The hormone tablets prescribed after surgery — such as Tamoxifen — can cause menopause-like symptoms such as hot flushes and severe joint pain.
Kathleen Bennett of the Trinity College research team said analysis “clearly shows that recurrence rates of breast cancer are lowest among the women who stick to prescribed medications after other interventions such as surgery”.
Dr Bennett said those women who stuck with the medication reduced by 50% the chances of cancer returning and cut the risk of death by 25%.
Ann O’Doherty, lead clinical director at the National Breast Cancer Screening Programme, urged women not to quit their treatment over side-effects.
“Go back to your treating doctor and discuss changing your treatment, rather than stopping it,” said Dr O’Doherty. “There are options out there. We know that sticking with your treatment improves survival chances.”
John McCormack, CEO of the Irish Cancer Society, said they would be very concerned if women stopping taking prescribed medication.
Women who take drugs such as Tamoxifen are typically on a five-year course to prevent cancer recurring and evidence is emerging to show they are best protected if they take the drug for 10 years, Dr O’Doherty said.
Ian Barron, lead author of the Trinity study, said it was not enough to simply prescribe hormonal therapy after surgery given the side-effects of the drugs “can be powerful enough to turn people off taking the medication”.

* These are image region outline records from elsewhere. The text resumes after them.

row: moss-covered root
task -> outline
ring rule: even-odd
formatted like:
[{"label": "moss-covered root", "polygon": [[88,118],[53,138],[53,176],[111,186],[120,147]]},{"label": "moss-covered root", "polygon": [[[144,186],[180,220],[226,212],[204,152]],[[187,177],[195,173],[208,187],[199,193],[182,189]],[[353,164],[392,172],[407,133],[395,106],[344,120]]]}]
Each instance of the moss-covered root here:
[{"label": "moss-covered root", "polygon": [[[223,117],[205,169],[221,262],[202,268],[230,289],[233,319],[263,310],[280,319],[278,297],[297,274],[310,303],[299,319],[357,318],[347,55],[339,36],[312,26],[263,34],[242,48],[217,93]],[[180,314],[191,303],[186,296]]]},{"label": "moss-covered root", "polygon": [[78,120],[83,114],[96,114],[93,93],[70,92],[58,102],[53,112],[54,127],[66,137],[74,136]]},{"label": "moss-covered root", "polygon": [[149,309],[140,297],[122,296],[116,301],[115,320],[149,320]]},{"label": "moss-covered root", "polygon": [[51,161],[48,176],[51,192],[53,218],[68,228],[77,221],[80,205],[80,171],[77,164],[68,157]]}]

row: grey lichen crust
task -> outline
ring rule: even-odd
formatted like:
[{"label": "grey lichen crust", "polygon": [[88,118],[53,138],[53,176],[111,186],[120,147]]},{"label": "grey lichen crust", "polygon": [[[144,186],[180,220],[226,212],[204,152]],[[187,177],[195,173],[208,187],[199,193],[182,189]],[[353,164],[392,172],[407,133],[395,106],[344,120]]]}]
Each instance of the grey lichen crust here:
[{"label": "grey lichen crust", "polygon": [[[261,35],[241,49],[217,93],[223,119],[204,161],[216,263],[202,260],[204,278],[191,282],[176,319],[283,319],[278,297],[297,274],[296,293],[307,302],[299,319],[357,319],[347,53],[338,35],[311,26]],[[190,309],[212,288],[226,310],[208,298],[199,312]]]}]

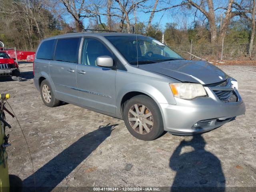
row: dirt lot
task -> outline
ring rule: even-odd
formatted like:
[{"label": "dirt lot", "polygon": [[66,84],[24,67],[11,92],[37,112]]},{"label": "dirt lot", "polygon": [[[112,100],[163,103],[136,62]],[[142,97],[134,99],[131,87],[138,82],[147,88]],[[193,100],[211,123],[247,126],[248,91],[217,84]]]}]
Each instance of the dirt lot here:
[{"label": "dirt lot", "polygon": [[[7,131],[10,172],[25,186],[33,186],[34,176],[36,186],[48,190],[56,186],[70,191],[74,186],[256,190],[255,66],[220,67],[238,81],[246,115],[200,136],[167,133],[150,142],[133,137],[122,120],[70,104],[46,106],[33,84],[32,64],[20,66],[27,80],[2,80],[0,92],[11,94],[9,102],[32,154],[34,174],[18,124],[8,116],[13,126]],[[248,186],[254,188],[231,187]]]}]

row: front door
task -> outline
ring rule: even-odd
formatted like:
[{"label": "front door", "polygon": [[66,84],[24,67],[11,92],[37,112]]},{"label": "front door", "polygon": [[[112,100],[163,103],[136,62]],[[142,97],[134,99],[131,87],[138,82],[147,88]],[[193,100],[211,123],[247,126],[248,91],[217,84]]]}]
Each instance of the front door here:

Instead, Dr Barron advised a structured approach to interventions, including:
* Early identification of women’s side-effects;
* Availability of effective pharmacologic and psychological care;
* Switching to alternative hormonal therapies.

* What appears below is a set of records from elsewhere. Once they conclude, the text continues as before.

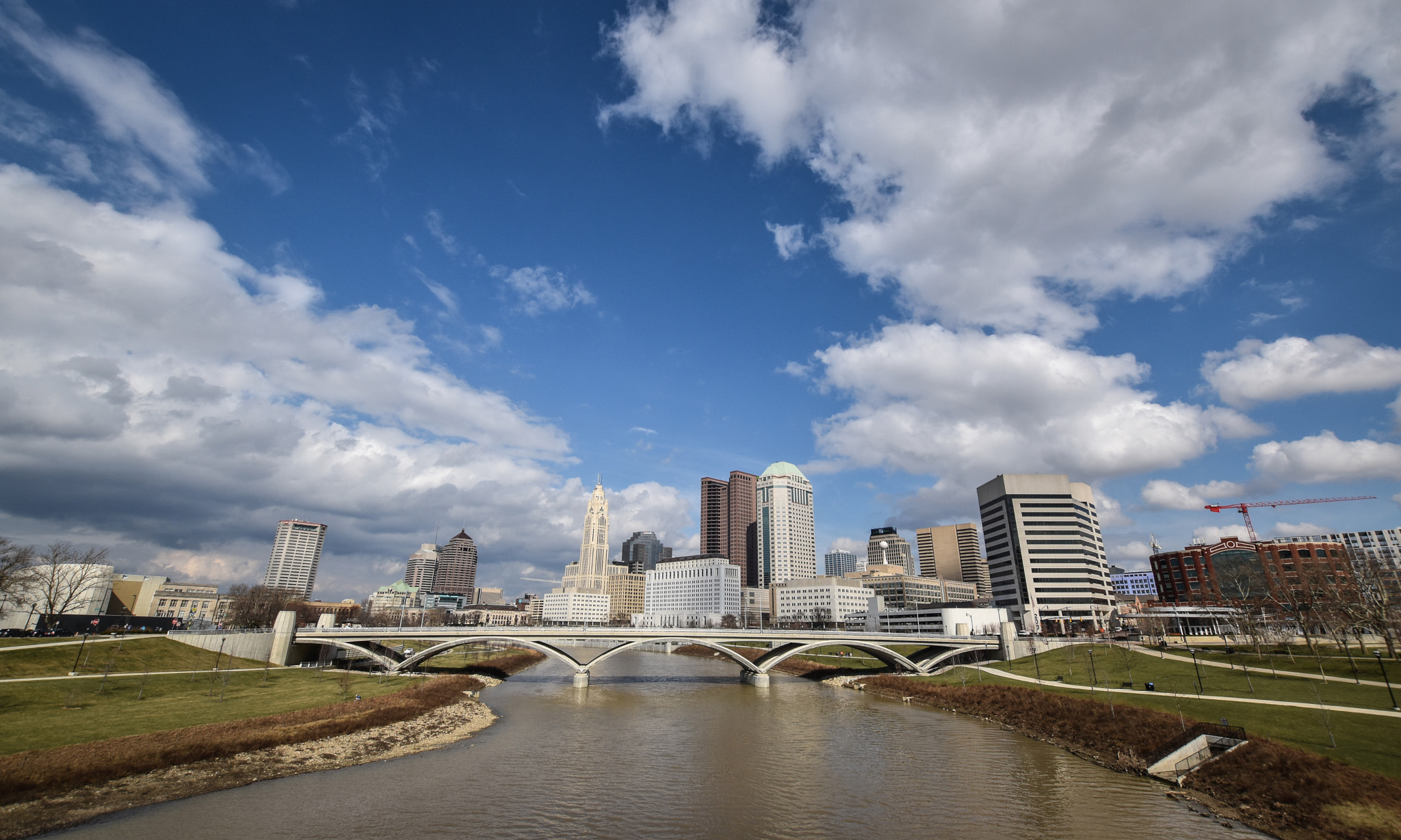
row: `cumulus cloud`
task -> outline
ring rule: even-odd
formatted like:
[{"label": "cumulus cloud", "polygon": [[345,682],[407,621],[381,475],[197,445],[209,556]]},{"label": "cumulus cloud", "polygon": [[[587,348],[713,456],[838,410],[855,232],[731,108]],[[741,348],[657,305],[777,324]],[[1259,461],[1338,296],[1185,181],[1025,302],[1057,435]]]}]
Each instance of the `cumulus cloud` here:
[{"label": "cumulus cloud", "polygon": [[734,132],[850,207],[838,260],[916,316],[1073,336],[1093,301],[1199,284],[1346,175],[1304,118],[1360,76],[1401,139],[1394,4],[637,4],[602,122]]},{"label": "cumulus cloud", "polygon": [[779,249],[780,258],[793,259],[807,251],[801,224],[773,224],[772,221],[765,221],[764,227],[769,228],[769,232],[773,234],[773,245]]},{"label": "cumulus cloud", "polygon": [[595,302],[593,293],[584,288],[583,283],[570,283],[560,272],[549,266],[516,270],[506,266],[492,266],[492,276],[516,293],[517,309],[527,315],[558,312]]},{"label": "cumulus cloud", "polygon": [[958,494],[998,473],[1094,482],[1175,466],[1222,437],[1261,433],[1230,409],[1154,402],[1138,388],[1149,368],[1132,354],[1096,356],[1026,333],[901,323],[814,358],[818,386],[853,399],[815,424],[827,461],[814,469],[937,475]]},{"label": "cumulus cloud", "polygon": [[1208,500],[1240,496],[1244,491],[1245,486],[1236,482],[1208,482],[1187,487],[1177,482],[1154,479],[1143,484],[1139,496],[1152,508],[1164,511],[1199,511],[1206,507]]},{"label": "cumulus cloud", "polygon": [[1401,444],[1342,441],[1324,430],[1297,441],[1259,444],[1250,465],[1268,479],[1303,484],[1401,479]]},{"label": "cumulus cloud", "polygon": [[1248,339],[1208,353],[1202,378],[1226,403],[1241,407],[1310,393],[1377,391],[1401,385],[1401,350],[1348,335]]},{"label": "cumulus cloud", "polygon": [[[437,522],[468,525],[483,581],[577,552],[588,487],[556,472],[566,435],[439,365],[391,309],[324,309],[185,210],[120,211],[14,165],[0,265],[7,535],[99,533],[129,571],[233,580],[279,518],[312,518],[331,525],[318,594],[338,598],[387,582]],[[685,539],[675,489],[623,489],[618,510]]]}]

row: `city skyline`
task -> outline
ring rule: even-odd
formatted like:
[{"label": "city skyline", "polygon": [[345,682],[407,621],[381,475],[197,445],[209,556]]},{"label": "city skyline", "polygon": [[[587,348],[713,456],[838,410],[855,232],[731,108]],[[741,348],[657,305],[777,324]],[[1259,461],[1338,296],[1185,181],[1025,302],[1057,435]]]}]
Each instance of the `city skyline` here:
[{"label": "city skyline", "polygon": [[1125,567],[1397,525],[1386,4],[764,8],[6,4],[0,533],[227,585],[325,522],[338,598],[465,521],[509,587],[600,468],[689,554],[773,458],[824,552],[999,473]]}]

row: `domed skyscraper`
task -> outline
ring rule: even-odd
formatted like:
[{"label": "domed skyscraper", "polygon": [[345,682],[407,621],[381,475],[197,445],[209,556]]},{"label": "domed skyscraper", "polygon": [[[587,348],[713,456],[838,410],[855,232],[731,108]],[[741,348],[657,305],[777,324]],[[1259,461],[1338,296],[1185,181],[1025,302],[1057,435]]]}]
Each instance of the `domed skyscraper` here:
[{"label": "domed skyscraper", "polygon": [[476,543],[467,535],[467,531],[458,531],[457,536],[447,540],[447,545],[439,552],[437,580],[433,591],[472,595],[475,587]]}]

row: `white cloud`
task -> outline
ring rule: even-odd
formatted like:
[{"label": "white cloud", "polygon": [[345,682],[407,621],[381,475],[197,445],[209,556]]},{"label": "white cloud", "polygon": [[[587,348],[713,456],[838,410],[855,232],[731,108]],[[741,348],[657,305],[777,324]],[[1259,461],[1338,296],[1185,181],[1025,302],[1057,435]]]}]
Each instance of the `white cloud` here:
[{"label": "white cloud", "polygon": [[765,221],[764,227],[769,228],[773,234],[773,245],[779,249],[779,256],[783,259],[793,259],[799,253],[807,251],[807,241],[803,238],[801,224],[775,224],[772,221]]},{"label": "white cloud", "polygon": [[915,316],[1073,336],[1094,300],[1199,284],[1281,202],[1345,176],[1303,112],[1352,74],[1401,139],[1395,4],[636,4],[600,119],[796,155],[822,237]]},{"label": "white cloud", "polygon": [[1401,480],[1401,445],[1380,441],[1341,441],[1324,430],[1297,441],[1269,441],[1255,447],[1250,465],[1279,482]]},{"label": "white cloud", "polygon": [[[1031,335],[891,325],[814,354],[817,382],[853,405],[817,423],[814,469],[885,466],[961,494],[998,473],[1094,482],[1175,466],[1220,437],[1259,434],[1229,409],[1159,403],[1147,365]],[[967,501],[967,500],[964,500]]]},{"label": "white cloud", "polygon": [[[21,3],[0,10],[0,34],[42,77],[76,92],[108,140],[139,148],[184,188],[209,186],[203,167],[220,151],[219,140],[193,125],[144,63],[91,31],[77,38],[57,36]],[[139,178],[151,185],[160,181],[154,172]]]},{"label": "white cloud", "polygon": [[1250,539],[1250,533],[1245,532],[1245,524],[1240,525],[1202,525],[1192,531],[1192,539],[1201,539],[1206,543],[1219,543],[1227,536],[1234,536],[1236,539]]},{"label": "white cloud", "polygon": [[492,276],[516,293],[520,300],[517,308],[527,315],[558,312],[594,302],[593,293],[584,288],[583,283],[570,284],[562,273],[548,266],[516,270],[506,266],[492,266]]},{"label": "white cloud", "polygon": [[1125,571],[1147,568],[1147,559],[1153,554],[1152,546],[1142,540],[1110,543],[1105,547],[1108,549],[1105,553],[1110,556],[1110,561]]},{"label": "white cloud", "polygon": [[444,252],[453,256],[457,256],[458,253],[462,252],[462,244],[458,242],[457,237],[447,232],[447,230],[443,227],[441,213],[439,213],[437,210],[429,210],[427,213],[425,213],[423,225],[429,228],[429,232],[433,234],[433,238],[437,239],[439,246],[441,246]]},{"label": "white cloud", "polygon": [[423,286],[427,286],[429,291],[432,291],[433,297],[436,297],[439,302],[443,304],[444,309],[457,314],[457,295],[453,294],[451,288],[433,280],[432,277],[429,277],[427,274],[425,274],[417,269],[413,269],[413,273],[419,276],[419,280],[423,281]]},{"label": "white cloud", "polygon": [[1275,522],[1269,526],[1269,532],[1264,536],[1278,539],[1285,536],[1314,536],[1331,532],[1331,528],[1323,528],[1321,525],[1314,525],[1313,522]]},{"label": "white cloud", "polygon": [[1244,484],[1236,482],[1208,482],[1187,487],[1166,479],[1153,479],[1143,484],[1139,496],[1149,507],[1166,511],[1199,511],[1206,507],[1208,500],[1240,496],[1245,491]]},{"label": "white cloud", "polygon": [[1309,393],[1349,393],[1401,385],[1401,350],[1374,347],[1356,336],[1248,339],[1208,353],[1202,378],[1233,406],[1295,399]]},{"label": "white cloud", "polygon": [[[101,532],[129,571],[233,580],[266,563],[279,518],[315,518],[318,594],[338,598],[387,582],[439,522],[468,524],[483,580],[577,553],[588,487],[552,468],[565,434],[444,370],[394,311],[324,309],[182,209],[119,211],[13,165],[0,265],[7,536]],[[619,493],[619,528],[686,539],[675,489]]]}]

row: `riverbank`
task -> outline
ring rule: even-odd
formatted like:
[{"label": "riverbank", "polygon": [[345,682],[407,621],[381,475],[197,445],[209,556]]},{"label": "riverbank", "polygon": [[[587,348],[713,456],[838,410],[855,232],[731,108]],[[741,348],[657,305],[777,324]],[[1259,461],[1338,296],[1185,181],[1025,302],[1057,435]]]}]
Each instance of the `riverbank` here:
[{"label": "riverbank", "polygon": [[541,659],[513,651],[479,664],[485,673],[391,678],[405,687],[378,697],[0,757],[0,840],[453,743],[495,720],[476,692]]},{"label": "riverbank", "polygon": [[[996,722],[1135,774],[1146,771],[1146,759],[1160,745],[1196,722],[1019,686],[953,687],[888,675],[852,682],[884,697]],[[1401,839],[1401,783],[1264,738],[1205,764],[1182,788],[1215,813],[1285,840]]]}]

Dr Barron said that these approaches “could make a significant impact on patients adhering to their medication, and thereby improve their chances of living longer”.
More than 600 women were involved in the Health Research Board funded-study which appeared this week in the British Journal of Cancer, along with a similar study UK study.
The UK study found almost 40% of women were not completing courses of Tamoxifen. It also found not sticking to treatment halved the time it took for the cancer to recur and that women lost an average of 13 months of reasonable quality of life. Their chances of dying during the study period increased from 17% to 26%.
The Irish study found when women either stopped taking hormonal treatments completely (known as non-persistence), or took them inconsistently (known as non-compliance), the evidence points to an increased risk of breast cancer coming back.